The argument for doing something about climate change is, in my opinion largely based on "appeal to authority". In other words, if climate scientists say something is so, then it must be so.
That's why Climategate was so damaging to the warmenist cause. The credibility and therefore the authority of the main IPCC scientists was called into question. Without that credibility, the warmenists main argument was damaged and public support for doing something disintegrated.
The National Research Council was funded by Congress to study climate change and has now produced 3 reports totalling over 800 pages. I've scanned the first 100 pages and it looks to be nearly a complete regurgitation of the IPCC's last report (AR4), except that at the end of many sections the primary conclusion was that new bureaucracies and scientific organizations should be created to continue studying climate change.
How clever! Since the IPCC's credibility was damaged, why not take more or less the same material and have some scientists with reputation intact spout the same old alarmist stuff. Now the warmenists can appeal to authority again and march forward to world domination or whatever their goal is.
The credibility of the IPCC is dead - long live the credibility of the National Research Council!
7 comments:
I have to confess, global warming concerns me, but I also have to confess that I think its causes are more natural than man made and there is nothing we can do about it. Sadly, if this is true, I worry that we'll take a more casual approach to other kinds of pollution. Meanwhile, congress will write reports and Obama will orate.
Jeff,
We're in pretty solid agreement and what you say echoes Bjorn Lomborg in "The Skeptical Environmentalist". I've actually done a fair amount of research into the climate thing (I'm an engineer/math nerd/computer geek/scientist kind of guy) and I've actually read dozens of the scientific "peer reviewed" articles at this point. I wrote a
post last October on my findings from a scientific/economic/political/religious perspective in case you're curious.
Objecting to the NRC as 'appeal to authority' is kind of circular. That's what it is supposed to be.
It's reports often contradict street belief, as when it declared that seat belts on school buses would not enhance safety.
The problem is, in this case, almost all the research has been based on a one-directional assumption (that molecular gases are the most important component of climate), and practically none has been on the assumption that, for example, orbital variation is a/the primary driver.
The NRC reviews what's there to review.
It would be more productive, in my opinion, if the question being asked were: What sets off ice ages?
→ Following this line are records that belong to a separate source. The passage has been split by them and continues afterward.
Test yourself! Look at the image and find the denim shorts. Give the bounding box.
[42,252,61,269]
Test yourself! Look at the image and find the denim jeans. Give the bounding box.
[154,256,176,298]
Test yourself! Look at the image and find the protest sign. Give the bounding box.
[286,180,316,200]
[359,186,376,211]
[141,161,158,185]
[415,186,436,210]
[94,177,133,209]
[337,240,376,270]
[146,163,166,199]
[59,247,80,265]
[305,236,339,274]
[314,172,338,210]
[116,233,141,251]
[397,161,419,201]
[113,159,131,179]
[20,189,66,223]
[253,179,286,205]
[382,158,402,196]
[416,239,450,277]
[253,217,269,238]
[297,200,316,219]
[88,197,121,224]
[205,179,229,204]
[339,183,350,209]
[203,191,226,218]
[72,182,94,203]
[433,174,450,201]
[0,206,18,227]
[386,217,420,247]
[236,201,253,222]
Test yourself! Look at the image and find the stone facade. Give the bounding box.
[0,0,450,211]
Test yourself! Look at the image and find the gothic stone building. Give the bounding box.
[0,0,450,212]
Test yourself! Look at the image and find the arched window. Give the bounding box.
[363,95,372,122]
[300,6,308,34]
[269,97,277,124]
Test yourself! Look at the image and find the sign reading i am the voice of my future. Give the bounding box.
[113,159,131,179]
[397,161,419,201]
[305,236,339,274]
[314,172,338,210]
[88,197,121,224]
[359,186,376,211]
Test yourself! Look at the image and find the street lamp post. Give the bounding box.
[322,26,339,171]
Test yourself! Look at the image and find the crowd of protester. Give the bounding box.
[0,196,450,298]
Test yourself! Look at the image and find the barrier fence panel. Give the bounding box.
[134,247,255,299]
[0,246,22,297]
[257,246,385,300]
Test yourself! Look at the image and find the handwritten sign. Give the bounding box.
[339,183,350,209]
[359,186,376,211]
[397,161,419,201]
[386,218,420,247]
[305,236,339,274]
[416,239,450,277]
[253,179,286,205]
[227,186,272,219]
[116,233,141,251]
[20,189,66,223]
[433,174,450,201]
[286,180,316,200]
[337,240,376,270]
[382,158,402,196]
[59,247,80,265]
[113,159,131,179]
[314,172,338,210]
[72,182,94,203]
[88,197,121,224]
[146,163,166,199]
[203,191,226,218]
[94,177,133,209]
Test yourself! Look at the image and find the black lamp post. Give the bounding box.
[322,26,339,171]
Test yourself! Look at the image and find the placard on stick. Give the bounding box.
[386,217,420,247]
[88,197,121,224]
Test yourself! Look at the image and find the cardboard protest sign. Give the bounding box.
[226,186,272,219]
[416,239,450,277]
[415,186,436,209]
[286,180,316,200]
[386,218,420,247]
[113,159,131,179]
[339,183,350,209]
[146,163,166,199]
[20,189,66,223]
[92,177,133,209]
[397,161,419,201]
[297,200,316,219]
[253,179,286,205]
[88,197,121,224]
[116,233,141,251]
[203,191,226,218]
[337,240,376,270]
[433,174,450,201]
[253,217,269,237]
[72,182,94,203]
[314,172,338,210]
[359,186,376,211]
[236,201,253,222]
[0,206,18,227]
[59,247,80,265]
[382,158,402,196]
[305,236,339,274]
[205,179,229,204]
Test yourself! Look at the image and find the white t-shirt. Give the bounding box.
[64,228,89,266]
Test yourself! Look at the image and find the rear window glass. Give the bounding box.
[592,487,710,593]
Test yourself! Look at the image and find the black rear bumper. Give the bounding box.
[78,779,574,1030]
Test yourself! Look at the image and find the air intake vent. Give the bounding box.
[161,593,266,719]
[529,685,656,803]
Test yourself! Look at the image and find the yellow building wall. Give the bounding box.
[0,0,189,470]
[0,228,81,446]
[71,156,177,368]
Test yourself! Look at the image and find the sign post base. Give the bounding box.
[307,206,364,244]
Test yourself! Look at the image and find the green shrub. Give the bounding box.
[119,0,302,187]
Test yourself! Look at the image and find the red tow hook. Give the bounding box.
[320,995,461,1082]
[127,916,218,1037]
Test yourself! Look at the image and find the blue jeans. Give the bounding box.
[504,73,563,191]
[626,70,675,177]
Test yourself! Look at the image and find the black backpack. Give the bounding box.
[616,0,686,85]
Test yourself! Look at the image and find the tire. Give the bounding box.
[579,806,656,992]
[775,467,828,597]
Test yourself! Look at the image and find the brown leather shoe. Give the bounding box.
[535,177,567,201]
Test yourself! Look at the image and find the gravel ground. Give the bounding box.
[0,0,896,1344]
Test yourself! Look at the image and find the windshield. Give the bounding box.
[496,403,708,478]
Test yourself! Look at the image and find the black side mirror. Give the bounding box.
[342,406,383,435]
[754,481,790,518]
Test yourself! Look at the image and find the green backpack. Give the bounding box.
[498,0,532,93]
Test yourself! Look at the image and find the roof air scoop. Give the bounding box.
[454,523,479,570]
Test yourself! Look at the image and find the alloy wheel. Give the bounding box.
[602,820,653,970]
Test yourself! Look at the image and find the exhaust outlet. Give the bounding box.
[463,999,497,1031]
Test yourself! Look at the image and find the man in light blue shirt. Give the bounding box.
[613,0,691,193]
The answer, conceivably, would be, nothing any more.
As Edwards Deming used to say, you have to have a theory. If you don't have a theory, how do you know when you're wrong?
In this case, they have a theory but it isn't closely linked to observations.
I'm not objecting to NRC's authority. If anything, I'm objecting to the use of NRC's authority by warmenists.
Did they really review the science (and economics), or did they just accept the findings of all peer-reviewed articles?
They just review the research reports. That's their remit.
They would not, for example, ask the question: Is it possible to model climate?, although that is a damn fine question.
Not all climate science is junk science. I have no problem with, for example, examining sediments for clues to past climate. It is the integration of all the reports that's junk. Nobody knows how to do it.
I agree with that.
I just watched a video (Google The Obama Deception) that states there is no actual Global Warming....goes on to say it is all based on the sun and sun spots. The video is over 35 minutes long but believe me..I am glad I watched it. Opened my eyes for sure. Gave answers for so much of what is going on now....why and what is to come if believed.